「私たちは、なぜ生まれ、どう生きるのか、━忘れていた魂の記憶を思い出させる、真の天才による世界で永遠に語り継がれる偉作」君たちはどう生きるか Akiraさんの映画レビュー(感想・評価)
私たちは、なぜ生まれ、どう生きるのか、━忘れていた魂の記憶を思い出させる、真の天才による世界で永遠に語り継がれる偉作
観終わって、子供たちの未来のために、自分にできることを精一杯やろう、と思う━。それが、宮崎監督からの問い、「君たちはどう生きるのか」に対する答えである。本作は、表面的な感想、評論、批評を、一切受けつけない。語る者は、監督からの問いに対する、自分なりの答えを見出し、表現してから語るべき作品だと思った。

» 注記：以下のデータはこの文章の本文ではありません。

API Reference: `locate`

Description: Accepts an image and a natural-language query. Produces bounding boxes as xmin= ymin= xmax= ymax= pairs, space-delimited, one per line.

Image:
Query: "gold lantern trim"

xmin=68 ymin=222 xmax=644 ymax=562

これまでの宮崎作品のエッセンスが凝縮された集大成であるばかりでなく、今まであまり明確にされてこなかった重要なコンセプトが表現されている。それは、時空を超えたいのちのつながり(縁生)であり、生まれ変わり(誕生と死の循環・輪廻転生)であり、異次元世界(あの世・常世)と現実世界(この世・現世)が、力動的に共振・協働している関係の世界観である。

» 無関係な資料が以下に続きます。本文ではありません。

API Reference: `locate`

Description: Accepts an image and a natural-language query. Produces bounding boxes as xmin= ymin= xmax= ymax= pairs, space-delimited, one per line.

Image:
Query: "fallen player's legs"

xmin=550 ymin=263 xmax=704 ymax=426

「君たちは『なぜ』生まれてくるのか」━。この問いに対する答えがあって、初めて、「『どう』生きるのか」、が出てくる。本作は、なぜ、悲惨なこの世に、それでも君は、自ら願って生まれてくるのか、が問われる(あの世は、ある意味、安定しているにもかかわらず)。その答えもまた、宮崎監督は描いている。本作は、私たちが忘れてしまった、なぜ生まれてきたのか、どう生きるのかを思い出させてくれる━いや、観た者が、それを思い出してくれることを願って生み出された作品だと言っても過言ではないのかもしれない。

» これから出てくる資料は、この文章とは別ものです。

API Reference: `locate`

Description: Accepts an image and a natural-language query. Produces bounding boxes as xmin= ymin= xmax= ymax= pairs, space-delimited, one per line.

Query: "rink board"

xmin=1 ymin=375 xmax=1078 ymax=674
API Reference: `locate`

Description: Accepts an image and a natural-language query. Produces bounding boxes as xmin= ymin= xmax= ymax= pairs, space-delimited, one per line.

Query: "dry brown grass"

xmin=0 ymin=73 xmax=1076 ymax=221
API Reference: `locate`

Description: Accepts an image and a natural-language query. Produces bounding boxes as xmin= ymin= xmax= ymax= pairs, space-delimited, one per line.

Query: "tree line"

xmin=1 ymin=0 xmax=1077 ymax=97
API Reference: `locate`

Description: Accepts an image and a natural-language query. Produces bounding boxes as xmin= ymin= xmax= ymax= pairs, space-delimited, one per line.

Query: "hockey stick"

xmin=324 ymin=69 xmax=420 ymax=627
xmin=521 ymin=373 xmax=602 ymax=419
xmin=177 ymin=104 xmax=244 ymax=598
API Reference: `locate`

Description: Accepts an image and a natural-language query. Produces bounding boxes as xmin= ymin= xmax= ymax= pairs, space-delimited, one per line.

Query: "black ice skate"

プラトンによれば、私たちの魂は、生まれてくる前、レイテの泉の水を飲み、すべての記憶(あの世の記憶、過去世の体験と智慧)を忘却して生まれてくるという。しかし、この世にあるイデア(真実・永遠の真理)のかけらに出会うと、魂が震え(感動と呼ぶ)、求めるようになり、忘れていた記憶を少しずつ思い出す(想起する)ようになる━。本作の主人公もまた、忘れた魂の記憶を思い出す、試練の旅に出る。
なぜ、悪は存在するのか。悪の必然と意味もまた、語られる。あらゆるいのちとの共生、自然界の見えるいのちも、見えない異界のいのちも、すべてつながり生かされ、それぞれの役割を果たしている。無駄なもの、不必要なものなど何一つなく、秘められたいのちの可能性を開花し、謳歌し、すべてがダイナミックに調和し共生する世界のあり様を、宮崎監督の世界観とすれば、それは未来からやってきたヴィジョンであり、古代からあった永遠の真理であろう。だから、本作は、これから永く、世界で観られ、語り継がれるだろう。その必然と意味、力が、本作にはある。
宮崎駿は、日本の自然と文化に育まれた、間違いなく真の天才━genius:ダイモン・守護神と協働する「聖なる狂気」の人━である。